No, but my wife has put me in check a few times along the way.


----------



## Ellejustus (Aug 21, 2020)

Justafan said:


> No, but my wife has put me in check a few times along the way.


Good wife bro.  I tried to help a friend and his wife. Some "expert" thought it would be a good idea to surprised the wife and have a suit case all packed and ready for a 30 day get a away.  She told everyone to fu*k off and then exposed each persons hypocrisy one at a time. She was dam right.  Her husband, who got us all together in the first place, looked like a complete fool bro.  Basically, they all drank a lot but me.  She had other words for me that I wont share.  It was true and we all left with our tails between our legs.  It was awesome and a story I will never forget


----------



## Luis Andres (Aug 21, 2020)

Let me re assure you guys no one that is not authorized will be allowed to enter the soccer area. No randoms. Only a few VIP’s @Ellejustus being one of them.


----------



## Ellejustus (Aug 21, 2020)

Luis Andres said:


> Let me re assure you guys no one that is not authorized will be allowed to enter the soccer area. No randoms. Only a few VIP’s @Ellejustus being one of them.

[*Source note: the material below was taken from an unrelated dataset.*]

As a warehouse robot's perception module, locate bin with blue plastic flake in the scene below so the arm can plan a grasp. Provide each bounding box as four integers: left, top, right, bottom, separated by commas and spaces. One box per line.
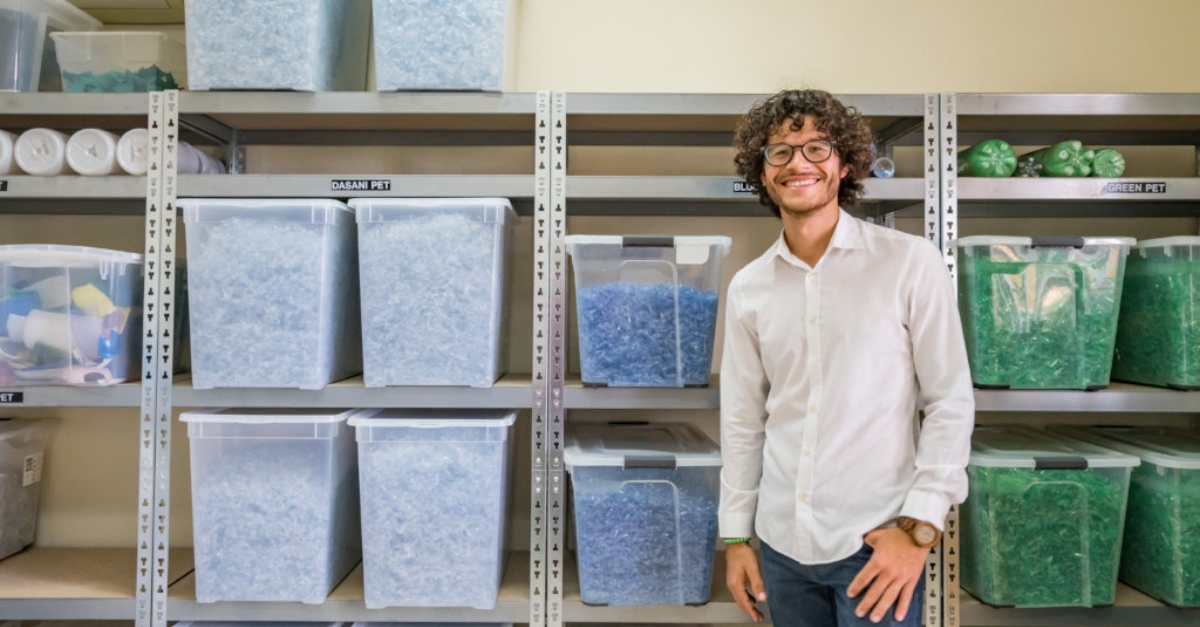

I feel honored brother Luis.  I found one of dd old Blues cleats from memory lane.  I would like to donate them with a check for $50 to sponsor a young goat who needs help towards fees.  Would that help?  Not all goats come from deep pockets and we need more and more of them in this great game.


----------



## Giesbock (Aug 25, 2020)

Would you let your precious child go to a birthday party at Chucks cheese where fifty kids you don’t know will congregate for two hours?

Would you yourself go to a private lake house party with fifty people you don’t know are gonna catch a buzz together?

Would you jump on a crowded cross town bus to get to the beach for a day of fun in say, Huntington Beach or Corona Del Mar?

What if there’s someone there that’s not wearing their mask at all or wearing it but letting their drippy nose hang out over the top?

You gonna have the courage to say something to them?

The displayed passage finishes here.